February 5, 2014 / 1:36 PM / in 4 years

CORRECTED-Bond boom never arrived for resurgent CLO market

(Corrects to show that 40% bond collateral is in GoldenTree Euro CLO 2013-1, not Carlyle GMS Euro CLO 2013-1)

* New European CLOs spurn booming high yield

* Managers opt for senior secured wherever possible

* Primary loans still vital collateral supply

By Owen Sanderson

LONDON, Feb 3 (IFR) - The new generation of European CLOs is leaning heavily on the primary loans market, and not making use of new document standards allowing up to 100% bonds, according to Bank of America Merrill Lynch analysts.

When the European CLO market returned just under a year ago, sourcing collateral was seen as one of the biggest obstacles to the recovery. Spreads on good loans had tightened faster than spreads on CLO liabilities, and liquidity in the secondary loan market was thin.

So documents were changed to allow other solutions. Collateral had to be 90% senior secured, but could usually be in loan or bond format, with a limit on fixed rate obligations. Some deals went further, issuing fixed rate tranches to match the larger bond buckets they expected to buy, or sterling tranches to give easier access to the UK market without costly currency hedges.

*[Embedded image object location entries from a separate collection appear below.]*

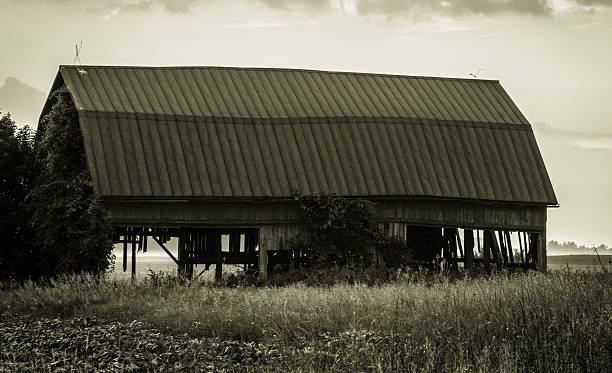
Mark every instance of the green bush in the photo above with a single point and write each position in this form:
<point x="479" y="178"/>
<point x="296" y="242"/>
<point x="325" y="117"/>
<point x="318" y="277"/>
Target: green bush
<point x="342" y="234"/>
<point x="50" y="221"/>
<point x="17" y="173"/>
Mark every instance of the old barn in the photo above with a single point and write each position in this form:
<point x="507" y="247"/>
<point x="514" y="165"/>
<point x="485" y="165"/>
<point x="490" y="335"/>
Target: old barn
<point x="211" y="156"/>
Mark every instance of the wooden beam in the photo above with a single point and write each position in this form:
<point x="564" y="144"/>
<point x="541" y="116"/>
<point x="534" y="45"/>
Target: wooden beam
<point x="509" y="246"/>
<point x="125" y="241"/>
<point x="133" y="258"/>
<point x="262" y="264"/>
<point x="486" y="247"/>
<point x="541" y="260"/>
<point x="219" y="257"/>
<point x="158" y="241"/>
<point x="495" y="249"/>
<point x="502" y="247"/>
<point x="468" y="248"/>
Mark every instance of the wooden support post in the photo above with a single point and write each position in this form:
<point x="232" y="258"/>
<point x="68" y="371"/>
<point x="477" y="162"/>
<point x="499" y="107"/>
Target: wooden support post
<point x="468" y="248"/>
<point x="133" y="257"/>
<point x="541" y="262"/>
<point x="458" y="243"/>
<point x="218" y="257"/>
<point x="125" y="238"/>
<point x="502" y="247"/>
<point x="234" y="243"/>
<point x="181" y="254"/>
<point x="262" y="264"/>
<point x="509" y="246"/>
<point x="450" y="244"/>
<point x="495" y="248"/>
<point x="520" y="234"/>
<point x="486" y="248"/>
<point x="159" y="242"/>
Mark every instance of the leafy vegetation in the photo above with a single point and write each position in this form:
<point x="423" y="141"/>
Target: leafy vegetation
<point x="53" y="223"/>
<point x="17" y="174"/>
<point x="342" y="233"/>
<point x="531" y="322"/>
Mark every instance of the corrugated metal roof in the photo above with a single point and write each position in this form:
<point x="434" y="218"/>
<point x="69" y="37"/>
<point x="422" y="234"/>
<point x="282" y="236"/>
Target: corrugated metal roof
<point x="192" y="132"/>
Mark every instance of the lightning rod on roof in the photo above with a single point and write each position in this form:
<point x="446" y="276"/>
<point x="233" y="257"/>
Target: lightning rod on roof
<point x="475" y="75"/>
<point x="77" y="58"/>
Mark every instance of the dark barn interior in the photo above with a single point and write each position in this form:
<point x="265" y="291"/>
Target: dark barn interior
<point x="198" y="153"/>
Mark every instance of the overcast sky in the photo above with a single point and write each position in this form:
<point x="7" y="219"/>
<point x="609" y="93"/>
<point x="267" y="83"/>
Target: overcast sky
<point x="553" y="57"/>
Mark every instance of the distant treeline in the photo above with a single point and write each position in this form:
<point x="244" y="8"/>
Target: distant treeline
<point x="556" y="247"/>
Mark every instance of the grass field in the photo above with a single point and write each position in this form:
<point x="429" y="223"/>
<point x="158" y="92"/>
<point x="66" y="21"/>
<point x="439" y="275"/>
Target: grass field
<point x="557" y="321"/>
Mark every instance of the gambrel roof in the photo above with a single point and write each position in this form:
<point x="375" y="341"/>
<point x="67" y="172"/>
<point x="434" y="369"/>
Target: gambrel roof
<point x="218" y="132"/>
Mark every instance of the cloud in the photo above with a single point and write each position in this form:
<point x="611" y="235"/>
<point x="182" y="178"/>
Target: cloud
<point x="578" y="139"/>
<point x="594" y="2"/>
<point x="386" y="8"/>
<point x="21" y="100"/>
<point x="394" y="8"/>
<point x="175" y="6"/>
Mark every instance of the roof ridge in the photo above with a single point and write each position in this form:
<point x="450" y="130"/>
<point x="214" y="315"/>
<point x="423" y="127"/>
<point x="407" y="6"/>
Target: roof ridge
<point x="289" y="69"/>
<point x="310" y="120"/>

Investors swallowed these changes because between the two incarnations of the European CLO market - up to 2007 and from 2013 onwards - the European high yield bond market grew up a lot. High yield came to include secured bonds at company level, perhaps even in FRN format, becoming an equal partner to the leveraged loan market rather than being focused on unsecured HoldCo debt for companies with a suspicious distaste for covenants.

A total of 21 CLOs were priced in 2013 for more than EUR7.5bn, and BAML analysed 12 of these. The bank’s study shows bonds accounting for 16% of collateral. And even this overstates the case - two Barclays-arranged deals, Pramerica’s Dryden XXVII and GoldenTree’s GoldenTree Credit Opportunities European CLO 2013-1 drag the average up, with 45% and 40% bonds respectively.

This is despite a high yield market that outstripped the leveraged loan volumes for the first time in 2013. According to leveraged finance advisory specialists Marlborough Partners, there was EUR70.4bn of high yield in 2013, against EUR67.4bn of leveraged loan issuance.

New issue CLOs have concentrated heavily on the primary market, despite deals such as ICG’s St Paul’s II, which took collateral from an existing loan fund (holding vehicle for a pre-crisis market value portfolio) and resold it in a cashflow CLO format. BAML’s analysis sees around 60% of the collateral it looks at as 2013 vintage.

The problem may be that although high yield is booming, the floating rate market remains small. BAML counts issuance of high yield FRNs at EUR5.5bn in 2013, up from EUR3.5bn in 2012, with EUR350m of FRN bonds in the new CLOs it analyses.

Across both products, however, the preference for senior secured format assets is striking. Most issuers in the new generation of CLOs can have up to 10% of other assets, but many have opted to go 100% senior secured anyway. BAML’s analysis shows that seven of the 12 deals it analyses have 100% senior secured collateral, in spite of the higher yields on offer in other products.